Copyright © 2020 Albuquerque Journal
SANTA FE – When New Mexico’s Legislature is in session, there can be nearly as many oil and gas industry lobbyists in the Roundhouse as lawmakers, according to a new report.
And the industry, which deployed roughly 90 lobbyists representing more than 60 companies over a six-year period, has been generous when it comes to campaign contributions for New Mexico candidates and elected officials.
Oil and gas executives, corporations and lobbyists – along with affiliated political committees – made $11.5 million in campaign contributions from 2017 until 2020, according to the report, released Tuesday by Common Cause New Mexico and New Mexico Ethics Watch.
That includes $2 million that Chevron used, through a political committee, to launch TV ads in the 2018 land commissioner race between Democrat Stephanie Garcia Richard and Republican Pat Lyons.
Despite being targeted by the Chevron ad blitz, Garcia Richard won the race.

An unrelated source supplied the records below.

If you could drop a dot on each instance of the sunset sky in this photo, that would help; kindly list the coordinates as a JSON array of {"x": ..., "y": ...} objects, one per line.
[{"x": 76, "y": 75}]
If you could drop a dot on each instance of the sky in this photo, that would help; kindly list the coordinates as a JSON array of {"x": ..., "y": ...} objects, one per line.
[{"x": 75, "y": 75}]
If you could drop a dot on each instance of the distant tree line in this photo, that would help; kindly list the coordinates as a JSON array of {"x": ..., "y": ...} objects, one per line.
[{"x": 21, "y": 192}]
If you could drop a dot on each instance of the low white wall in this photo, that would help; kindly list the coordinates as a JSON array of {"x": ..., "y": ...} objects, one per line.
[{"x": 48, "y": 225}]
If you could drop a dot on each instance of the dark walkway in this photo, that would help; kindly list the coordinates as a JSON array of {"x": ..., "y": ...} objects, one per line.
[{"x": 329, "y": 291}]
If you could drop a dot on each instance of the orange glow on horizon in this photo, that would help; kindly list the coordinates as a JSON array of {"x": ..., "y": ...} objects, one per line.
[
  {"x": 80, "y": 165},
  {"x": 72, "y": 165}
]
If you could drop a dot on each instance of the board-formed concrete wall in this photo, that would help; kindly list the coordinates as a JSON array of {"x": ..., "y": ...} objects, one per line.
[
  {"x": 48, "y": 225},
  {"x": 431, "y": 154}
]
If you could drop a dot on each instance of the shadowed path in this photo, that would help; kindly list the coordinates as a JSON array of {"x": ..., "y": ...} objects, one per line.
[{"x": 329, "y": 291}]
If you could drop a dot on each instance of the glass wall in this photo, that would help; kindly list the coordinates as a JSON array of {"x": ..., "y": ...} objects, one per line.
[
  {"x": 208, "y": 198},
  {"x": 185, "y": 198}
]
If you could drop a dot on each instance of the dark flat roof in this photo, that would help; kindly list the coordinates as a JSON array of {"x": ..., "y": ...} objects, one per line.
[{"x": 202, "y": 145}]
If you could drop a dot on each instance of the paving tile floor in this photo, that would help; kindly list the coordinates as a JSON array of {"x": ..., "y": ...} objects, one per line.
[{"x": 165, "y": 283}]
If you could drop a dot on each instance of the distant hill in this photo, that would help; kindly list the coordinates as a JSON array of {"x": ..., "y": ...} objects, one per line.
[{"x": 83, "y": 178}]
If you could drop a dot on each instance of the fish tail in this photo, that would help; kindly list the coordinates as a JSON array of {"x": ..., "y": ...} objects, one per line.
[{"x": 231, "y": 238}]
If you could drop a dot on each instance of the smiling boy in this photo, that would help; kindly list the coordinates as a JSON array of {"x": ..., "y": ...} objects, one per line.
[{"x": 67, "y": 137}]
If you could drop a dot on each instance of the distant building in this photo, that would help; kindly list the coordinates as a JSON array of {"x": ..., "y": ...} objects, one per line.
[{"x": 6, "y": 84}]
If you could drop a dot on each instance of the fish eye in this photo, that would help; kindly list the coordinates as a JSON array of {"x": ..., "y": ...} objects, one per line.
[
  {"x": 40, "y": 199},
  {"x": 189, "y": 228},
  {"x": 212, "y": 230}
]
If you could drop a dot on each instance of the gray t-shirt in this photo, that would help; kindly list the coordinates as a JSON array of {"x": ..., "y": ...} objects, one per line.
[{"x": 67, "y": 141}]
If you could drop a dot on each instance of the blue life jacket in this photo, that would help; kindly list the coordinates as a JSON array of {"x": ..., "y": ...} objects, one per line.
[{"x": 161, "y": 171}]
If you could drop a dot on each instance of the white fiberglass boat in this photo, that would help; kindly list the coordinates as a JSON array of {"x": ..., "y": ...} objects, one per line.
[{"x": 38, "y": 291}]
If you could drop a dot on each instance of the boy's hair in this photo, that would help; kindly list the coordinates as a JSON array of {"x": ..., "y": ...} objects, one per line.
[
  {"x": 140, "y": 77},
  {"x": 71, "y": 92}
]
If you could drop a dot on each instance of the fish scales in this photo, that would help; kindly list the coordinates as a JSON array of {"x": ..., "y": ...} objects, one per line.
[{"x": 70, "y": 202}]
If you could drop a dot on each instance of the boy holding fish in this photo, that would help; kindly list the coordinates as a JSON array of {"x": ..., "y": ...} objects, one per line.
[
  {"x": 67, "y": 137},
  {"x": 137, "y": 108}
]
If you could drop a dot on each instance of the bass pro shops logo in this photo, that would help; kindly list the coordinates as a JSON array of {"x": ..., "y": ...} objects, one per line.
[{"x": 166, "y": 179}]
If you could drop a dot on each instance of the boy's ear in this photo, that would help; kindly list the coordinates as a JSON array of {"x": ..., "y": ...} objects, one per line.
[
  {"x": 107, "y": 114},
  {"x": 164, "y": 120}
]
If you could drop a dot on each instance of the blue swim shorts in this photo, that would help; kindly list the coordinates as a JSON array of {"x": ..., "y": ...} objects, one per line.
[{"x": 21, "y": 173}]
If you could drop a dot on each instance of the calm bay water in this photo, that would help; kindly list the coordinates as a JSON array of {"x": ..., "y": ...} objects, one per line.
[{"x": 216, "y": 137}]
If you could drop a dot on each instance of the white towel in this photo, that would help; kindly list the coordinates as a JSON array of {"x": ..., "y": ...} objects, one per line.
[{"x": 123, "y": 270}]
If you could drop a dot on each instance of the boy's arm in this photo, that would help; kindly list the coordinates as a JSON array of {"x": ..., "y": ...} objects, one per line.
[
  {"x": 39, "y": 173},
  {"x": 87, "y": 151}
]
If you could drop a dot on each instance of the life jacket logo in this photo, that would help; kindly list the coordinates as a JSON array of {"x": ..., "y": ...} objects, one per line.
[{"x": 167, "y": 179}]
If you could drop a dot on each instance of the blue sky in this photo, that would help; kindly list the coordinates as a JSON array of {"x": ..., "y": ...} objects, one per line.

“The recent oil boom in New Mexico has unleashed more than an ocean of oil and gas money; it has unleashed a gusher of campaign contributions, a flurry of lobbyists offering expensive dinners, and a mammoth public relations offensive financed by one of the largest and most powerful professional associations in the state,” said Heather Ferguson, the executive director of Common Cause New Mexico.
The report also highlighted several pieces of legislation that were stymied amid opposition from the oil and natural gas industry, including a 2019 bill that would have increased royalty rates on oil leased and produced on state trust lands.
While the report’s authors said they were not implying lawmakers’ votes had been purchased by campaign contributions, they said legislators who voted to table the bill got more campaign funds from the oil and gas industry than did lawmakers who voted to advance it.
Robert McEntyre, the communications director for the New Mexico Oil and Gas Association, said the report was a “one-sided attack” on the oil and natural gas industry that ignored spending by out-of-state activists who have sought to curb oil drilling levels.
“While our state and country are experiencing one of the greatest health and economic crises we have ever seen, it is appalling that groups like this continue to engage in divisive political attacks,” McEntyre said in a statement.
New Mexico state spending is largely reliant on revenue generated by the oil and gas industry, which makes up about 40% of the state’s total general fund revenue.
In all, the extractive industries contributed roughly $3.1 billion in tax payments and royalties to the state’s coffers in the 2019 budget year, according to a report by the New Mexico Tax Research Institute.
Attempts to require lobbyists to disclose which bills they’ve lobbied lawmakers on has failed to win approval in recent years at the Roundhouse.